/shopping

Building a nearest-neighbor classifier to predict online shopping purchase completions based on user browsing behavior. The project uses a dataset of 12,000 sessions, analyzing features like pages visited, session duration, and bounce rates

Primary LanguagePythonMIT LicenseMIT

Shopping Predictor

Project Description

This project involves building a nearest-neighbor classifier to predict whether online shopping customers will complete a purchase based on their browsing behavior.
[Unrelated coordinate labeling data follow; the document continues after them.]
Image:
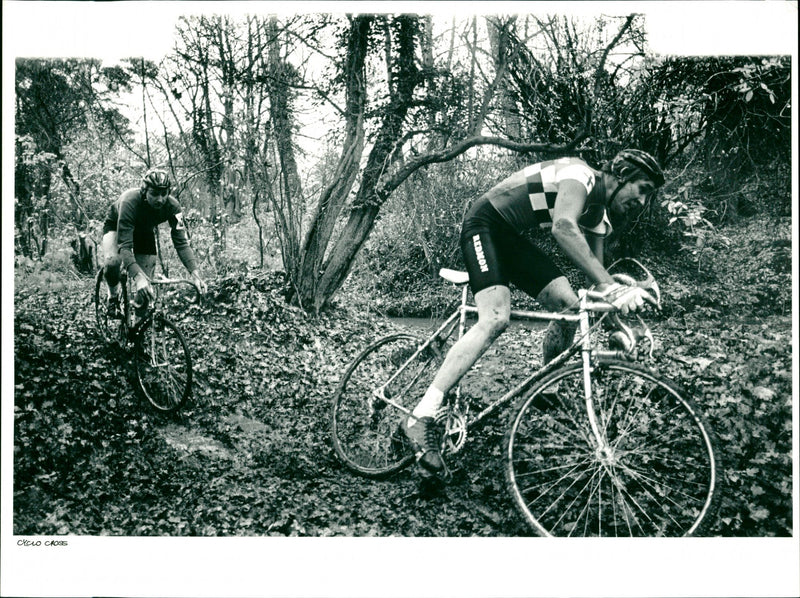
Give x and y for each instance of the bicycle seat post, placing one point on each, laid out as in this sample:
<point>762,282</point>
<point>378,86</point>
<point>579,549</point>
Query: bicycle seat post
<point>462,324</point>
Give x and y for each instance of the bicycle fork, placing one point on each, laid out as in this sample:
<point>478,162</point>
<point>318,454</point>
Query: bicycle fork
<point>605,452</point>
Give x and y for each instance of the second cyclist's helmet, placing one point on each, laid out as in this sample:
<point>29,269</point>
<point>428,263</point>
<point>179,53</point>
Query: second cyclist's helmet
<point>627,162</point>
<point>156,179</point>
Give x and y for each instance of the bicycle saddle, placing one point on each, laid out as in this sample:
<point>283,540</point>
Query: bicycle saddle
<point>454,276</point>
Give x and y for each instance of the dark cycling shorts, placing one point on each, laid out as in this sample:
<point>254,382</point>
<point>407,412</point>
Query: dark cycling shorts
<point>495,254</point>
<point>144,241</point>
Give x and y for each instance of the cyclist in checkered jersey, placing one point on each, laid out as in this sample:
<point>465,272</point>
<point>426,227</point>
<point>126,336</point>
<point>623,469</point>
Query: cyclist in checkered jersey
<point>570,200</point>
<point>129,239</point>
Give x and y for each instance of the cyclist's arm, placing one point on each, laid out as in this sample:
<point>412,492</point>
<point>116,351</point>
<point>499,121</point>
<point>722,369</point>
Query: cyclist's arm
<point>180,239</point>
<point>568,208</point>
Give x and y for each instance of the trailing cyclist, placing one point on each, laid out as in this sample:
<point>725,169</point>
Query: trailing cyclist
<point>576,203</point>
<point>129,237</point>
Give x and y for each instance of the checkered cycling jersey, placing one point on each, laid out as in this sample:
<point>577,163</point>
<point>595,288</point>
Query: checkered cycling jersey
<point>530,205</point>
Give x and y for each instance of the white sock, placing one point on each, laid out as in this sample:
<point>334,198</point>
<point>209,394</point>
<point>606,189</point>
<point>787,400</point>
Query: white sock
<point>429,405</point>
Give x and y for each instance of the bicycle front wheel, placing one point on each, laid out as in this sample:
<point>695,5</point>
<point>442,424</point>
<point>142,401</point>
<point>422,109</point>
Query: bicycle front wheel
<point>388,377</point>
<point>653,474</point>
<point>163,364</point>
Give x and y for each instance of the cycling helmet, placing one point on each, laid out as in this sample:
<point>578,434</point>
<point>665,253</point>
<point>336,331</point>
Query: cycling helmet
<point>156,179</point>
<point>628,163</point>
The classifier uses a dataset of around 12,000 user sessions, analyzing features like pages visited, session duration, bounce rates, and more.

Features

  • Data Preprocessing: Load and process data from a CSV file.
  • Model Training: Train a k-nearest-neighbor classifier using scikit-learn.
  • Evaluation Metrics: Calculate sensitivity (true positive rate) and specificity (true negative rate).

Usage

  1. Setup:

    pip install scikit-learn
  2. Run the Program:

    python shopping.py shopping.csv

Functions to Implement

  1. load_data(filename): Load and preprocess data from CSV.
  2. train_model(evidence, labels): Train the k-nearest-neighbor model.
  3. evaluate(labels, predictions): Calculate sensitivity and specificity.

Evaluation

  • Correct: Number of correct predictions.
  • Incorrect: Number of incorrect predictions.
  • True Positive Rate: Proportion of actual positives correctly identified.
  • True Negative Rate: Proportion of actual negatives correctly identified.

Results Explanation

Run the program:

python shopping.py shopping.csv

After running the program, the output will include:

Correct: 4078
Incorrect: 854
True Positive Rate: 40.61%
True Negative Rate: 90.24%

Interpretation of Results

  • Correct Predictions (4078): The number of user sessions where the model accurately predicted whether a purchase was completed.
  • Incorrect Predictions (854): The number of user sessions where the model's prediction was incorrect.
  • True Positive Rate (Sensitivity) (40.61%): This metric indicates that 40.61% of the actual purchases were correctly identified by the model. It reflects the model's ability to identify users who will make a purchase.
  • True Negative Rate (Specificity) (90.24%): This metric indicates that 90.24% of the non-purchases were correctly identified by the model. It reflects the model's ability to identify users who will not make a purchase.

These metrics help in understanding the performance of the classifier in distinguishing between customers who are likely to complete a purchase and those who are not. The higher the sensitivity and specificity, the better the model is at making accurate predictions.